Indivision

Christian Lemoine

Au fond de l'étude empoussiérée, un notaire s'ennuie. Par les carreaux gris de sa fenêtre, il suit le vol des corbeaux qui se disputent à pourchasser un étourneau étourdi. Les portes sont ouvertes, et dans son bureau silencieux parviennent les murmures anémiés des employés, comme si tous ils étaient atteints de trypanosomiase. Mis à part un des clercs, pas le plus brillant pourtant, dont le bureau jouxte celui du notaire. Lui, se laisse aller à des rêveries paradisiaques, à des visions de séjours neigeux éclatants de pureté, d'îles tropicales où il serait bercé de filles au corps de liane et aux mains caressantes, de palais orientaux où les rideaux de soie révèleraient parfois la silhouette d'une belle odalisque.
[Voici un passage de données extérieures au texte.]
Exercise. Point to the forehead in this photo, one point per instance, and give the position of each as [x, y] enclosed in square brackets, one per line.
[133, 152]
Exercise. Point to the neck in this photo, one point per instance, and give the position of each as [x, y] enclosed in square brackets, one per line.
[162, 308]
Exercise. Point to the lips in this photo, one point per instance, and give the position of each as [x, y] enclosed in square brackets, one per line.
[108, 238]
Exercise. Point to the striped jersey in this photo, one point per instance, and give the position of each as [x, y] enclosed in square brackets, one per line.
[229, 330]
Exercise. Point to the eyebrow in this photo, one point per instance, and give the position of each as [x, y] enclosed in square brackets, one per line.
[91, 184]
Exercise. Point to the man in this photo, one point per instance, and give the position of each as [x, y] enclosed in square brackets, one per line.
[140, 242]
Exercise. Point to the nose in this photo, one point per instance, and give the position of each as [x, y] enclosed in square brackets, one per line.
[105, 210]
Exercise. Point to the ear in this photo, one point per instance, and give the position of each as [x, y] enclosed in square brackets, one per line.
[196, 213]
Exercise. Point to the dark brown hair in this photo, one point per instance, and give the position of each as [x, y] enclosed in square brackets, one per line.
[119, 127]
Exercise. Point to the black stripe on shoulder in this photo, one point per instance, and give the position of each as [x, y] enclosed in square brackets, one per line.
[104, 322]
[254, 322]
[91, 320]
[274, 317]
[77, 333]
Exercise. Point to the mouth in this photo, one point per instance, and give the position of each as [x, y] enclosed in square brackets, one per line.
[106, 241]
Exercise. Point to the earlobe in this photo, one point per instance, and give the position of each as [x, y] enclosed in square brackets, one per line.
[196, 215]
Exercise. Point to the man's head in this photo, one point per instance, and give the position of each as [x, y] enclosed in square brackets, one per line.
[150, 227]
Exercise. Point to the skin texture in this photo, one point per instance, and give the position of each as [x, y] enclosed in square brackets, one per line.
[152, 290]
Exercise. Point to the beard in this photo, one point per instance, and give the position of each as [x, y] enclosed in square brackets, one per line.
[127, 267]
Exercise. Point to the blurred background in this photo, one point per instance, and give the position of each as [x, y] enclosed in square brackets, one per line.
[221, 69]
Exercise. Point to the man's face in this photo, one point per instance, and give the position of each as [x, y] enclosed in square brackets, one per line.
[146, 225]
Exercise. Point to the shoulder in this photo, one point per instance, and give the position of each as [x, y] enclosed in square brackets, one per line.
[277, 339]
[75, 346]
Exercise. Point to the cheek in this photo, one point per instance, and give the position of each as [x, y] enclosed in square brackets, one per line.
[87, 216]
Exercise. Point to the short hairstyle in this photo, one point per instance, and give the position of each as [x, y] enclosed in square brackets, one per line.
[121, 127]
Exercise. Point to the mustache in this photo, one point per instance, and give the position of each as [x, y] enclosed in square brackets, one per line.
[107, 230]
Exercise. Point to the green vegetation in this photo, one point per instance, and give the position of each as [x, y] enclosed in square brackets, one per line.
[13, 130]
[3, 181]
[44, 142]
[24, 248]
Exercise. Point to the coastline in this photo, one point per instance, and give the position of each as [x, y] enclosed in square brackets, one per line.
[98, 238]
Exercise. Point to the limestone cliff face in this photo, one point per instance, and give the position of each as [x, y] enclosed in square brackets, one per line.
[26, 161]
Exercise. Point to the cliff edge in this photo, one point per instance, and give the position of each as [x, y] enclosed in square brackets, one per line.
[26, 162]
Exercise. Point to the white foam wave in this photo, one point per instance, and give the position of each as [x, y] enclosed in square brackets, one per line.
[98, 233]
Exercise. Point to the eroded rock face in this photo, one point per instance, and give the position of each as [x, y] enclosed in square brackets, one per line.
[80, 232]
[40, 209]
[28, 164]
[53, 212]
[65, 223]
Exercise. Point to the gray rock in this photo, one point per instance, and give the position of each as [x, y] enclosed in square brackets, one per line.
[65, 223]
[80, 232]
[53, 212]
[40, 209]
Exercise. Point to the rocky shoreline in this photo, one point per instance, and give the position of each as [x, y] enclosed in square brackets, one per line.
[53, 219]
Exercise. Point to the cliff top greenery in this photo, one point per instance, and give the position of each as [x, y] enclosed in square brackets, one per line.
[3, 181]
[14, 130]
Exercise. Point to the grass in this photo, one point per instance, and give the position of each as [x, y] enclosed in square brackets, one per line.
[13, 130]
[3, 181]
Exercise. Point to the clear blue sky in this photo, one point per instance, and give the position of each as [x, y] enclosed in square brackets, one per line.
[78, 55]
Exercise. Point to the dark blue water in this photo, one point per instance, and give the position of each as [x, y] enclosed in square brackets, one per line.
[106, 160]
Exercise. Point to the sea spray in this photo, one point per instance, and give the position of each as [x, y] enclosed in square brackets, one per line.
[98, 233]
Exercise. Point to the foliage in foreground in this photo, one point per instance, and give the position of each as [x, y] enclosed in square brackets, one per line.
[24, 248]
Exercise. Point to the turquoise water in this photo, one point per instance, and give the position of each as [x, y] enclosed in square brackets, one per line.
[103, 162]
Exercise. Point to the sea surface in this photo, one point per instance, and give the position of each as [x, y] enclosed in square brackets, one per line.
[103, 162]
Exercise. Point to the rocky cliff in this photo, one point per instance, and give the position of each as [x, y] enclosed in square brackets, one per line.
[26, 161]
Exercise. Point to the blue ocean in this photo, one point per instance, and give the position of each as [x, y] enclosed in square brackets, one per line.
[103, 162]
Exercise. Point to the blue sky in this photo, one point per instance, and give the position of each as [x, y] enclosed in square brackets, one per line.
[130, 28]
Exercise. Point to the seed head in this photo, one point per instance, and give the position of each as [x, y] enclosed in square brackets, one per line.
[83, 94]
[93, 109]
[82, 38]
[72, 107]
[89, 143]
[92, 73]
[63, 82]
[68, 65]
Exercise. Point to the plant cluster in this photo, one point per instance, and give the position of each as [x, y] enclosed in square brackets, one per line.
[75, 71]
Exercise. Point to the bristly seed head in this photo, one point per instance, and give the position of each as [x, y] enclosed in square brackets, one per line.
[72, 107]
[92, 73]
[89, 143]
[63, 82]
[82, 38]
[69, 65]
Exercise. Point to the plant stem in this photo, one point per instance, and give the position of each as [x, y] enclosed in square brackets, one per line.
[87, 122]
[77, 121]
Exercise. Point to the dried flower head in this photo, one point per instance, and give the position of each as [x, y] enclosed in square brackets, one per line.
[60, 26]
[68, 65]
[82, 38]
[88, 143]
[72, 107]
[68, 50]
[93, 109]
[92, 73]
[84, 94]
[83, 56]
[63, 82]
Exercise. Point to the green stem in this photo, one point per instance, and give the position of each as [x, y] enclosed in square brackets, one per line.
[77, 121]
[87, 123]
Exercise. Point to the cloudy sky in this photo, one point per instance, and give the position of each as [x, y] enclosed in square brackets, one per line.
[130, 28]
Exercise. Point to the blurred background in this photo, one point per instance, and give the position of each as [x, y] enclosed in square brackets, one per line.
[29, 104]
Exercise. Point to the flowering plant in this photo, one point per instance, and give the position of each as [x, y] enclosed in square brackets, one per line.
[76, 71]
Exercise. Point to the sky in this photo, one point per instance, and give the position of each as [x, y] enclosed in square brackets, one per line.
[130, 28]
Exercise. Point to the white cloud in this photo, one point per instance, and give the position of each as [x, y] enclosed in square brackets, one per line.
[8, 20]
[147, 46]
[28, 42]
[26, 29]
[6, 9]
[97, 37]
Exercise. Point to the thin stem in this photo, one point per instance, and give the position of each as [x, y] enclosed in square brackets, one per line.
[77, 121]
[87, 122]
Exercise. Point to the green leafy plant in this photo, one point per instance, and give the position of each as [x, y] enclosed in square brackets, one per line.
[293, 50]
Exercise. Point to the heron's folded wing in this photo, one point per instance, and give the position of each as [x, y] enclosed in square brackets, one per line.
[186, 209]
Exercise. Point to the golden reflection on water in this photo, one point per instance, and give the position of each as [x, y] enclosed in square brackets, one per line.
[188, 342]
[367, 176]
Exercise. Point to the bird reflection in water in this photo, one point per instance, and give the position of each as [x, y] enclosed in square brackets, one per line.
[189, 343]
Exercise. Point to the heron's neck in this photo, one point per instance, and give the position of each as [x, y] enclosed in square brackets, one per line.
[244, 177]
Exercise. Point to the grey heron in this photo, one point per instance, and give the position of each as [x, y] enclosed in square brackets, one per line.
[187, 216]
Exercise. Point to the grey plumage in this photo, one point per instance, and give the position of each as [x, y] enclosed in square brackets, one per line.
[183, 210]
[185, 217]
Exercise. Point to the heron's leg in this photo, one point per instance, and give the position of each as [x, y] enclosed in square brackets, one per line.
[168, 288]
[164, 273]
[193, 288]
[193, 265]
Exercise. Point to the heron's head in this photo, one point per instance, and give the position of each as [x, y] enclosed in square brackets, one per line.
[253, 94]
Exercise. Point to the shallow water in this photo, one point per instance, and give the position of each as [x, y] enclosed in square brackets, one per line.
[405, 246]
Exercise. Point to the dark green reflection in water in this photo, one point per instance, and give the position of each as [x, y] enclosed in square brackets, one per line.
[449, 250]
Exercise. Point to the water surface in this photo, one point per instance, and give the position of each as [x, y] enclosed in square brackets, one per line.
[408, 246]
Mais la voix de son clerc obscur le ramène à la réalité, et l'odalisque s'efface, elle n'était qu'un rêve, les îles une utopie, le harem une hérésie, et la neige de la poudre aux yeux. Le bureau mitoyen ronchonne de verbiage, le clerc très fat y dicte, docte, quelque conclusion d'actes d'ectoplasmes ductiles en mal d'ectopie. Les ombres des spectres glissant dans les couloirs décomposent la lumière du jour, au long des couplets d'hoirie litigieuse, de legs enjambés, et l'on entend parler succès si on conclut, on argumente violent héritage balkanique contre douaire doux yougo, on proteste amant et maîtresse, on se dispute à chaque minute. Ainsi tout au long du jour, jusqu'à la tombée du soir. Et le notaire s'ennuie, tandis que la nuit s'enterre.